The European Commission has told Microsoft it faces a fine of up to 10pc of its total annual turnover over its failure to comply with a commitment to enable consumers to easily choose their preferred web browser. Microsoft has already paid more than €1.68bn in fines to the European Commission over the issue.
In a statement of objections, the commission said it took the view that Microsoft failed to roll out the browser choice screen with its Windows 7 Service Pack 1, which was released in February 2011.
The statement of objections is not the final outcome of the EU’s investigation into the matter.
Between February 2011 and July 2012, millions of Windows users in the EU may not have seen the choice screen. Microsoft admitted the failure in July.
In December 2009, Microsoft ended a 10-year dispute with the European Commission over anti-competitive charges by agreeing to offer all Microsoft Windows users in Europe a choice of internet browsers via a pop-up window. During the course of the decade-long dispute, the commission imposed fines totalling €1.68bn on Microsoft.
In a statement today, the commission reminded Microsoft that it made legally binding commitments to address competition concerns to the tying of its web browser Internet Explorer to its Windows operating system.

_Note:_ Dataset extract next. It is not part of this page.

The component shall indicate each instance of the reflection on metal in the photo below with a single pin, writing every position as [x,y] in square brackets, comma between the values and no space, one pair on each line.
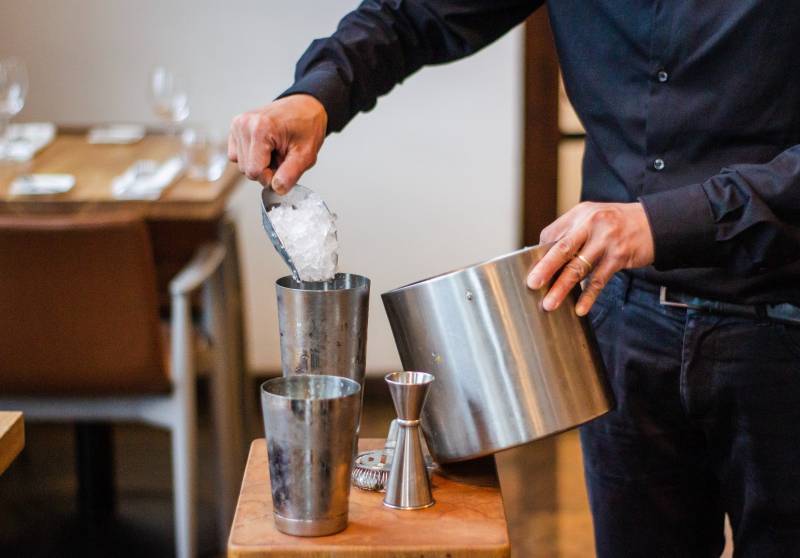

“Specifically, Microsoft committed to make available for five years (ie, until 2014) in the European Economic Area a ‘choice screen’ enabling users of Windows to choose in an informed and unbiased manner which web browser(s) they wanted to install in addition to, or instead of, Microsoft’s web browser. The choice screen was provided as of March 2010 to European Windows users who have Internet Explorer set as their default web browser,” the commission pointed out.
The European Commission will not make a decision until all parties have exercised their rights of defence.
However, it warned that if a company breached commitments made legally binding by way of an Article 9 decision, it may be fined up to 10pc of its total annual turnover.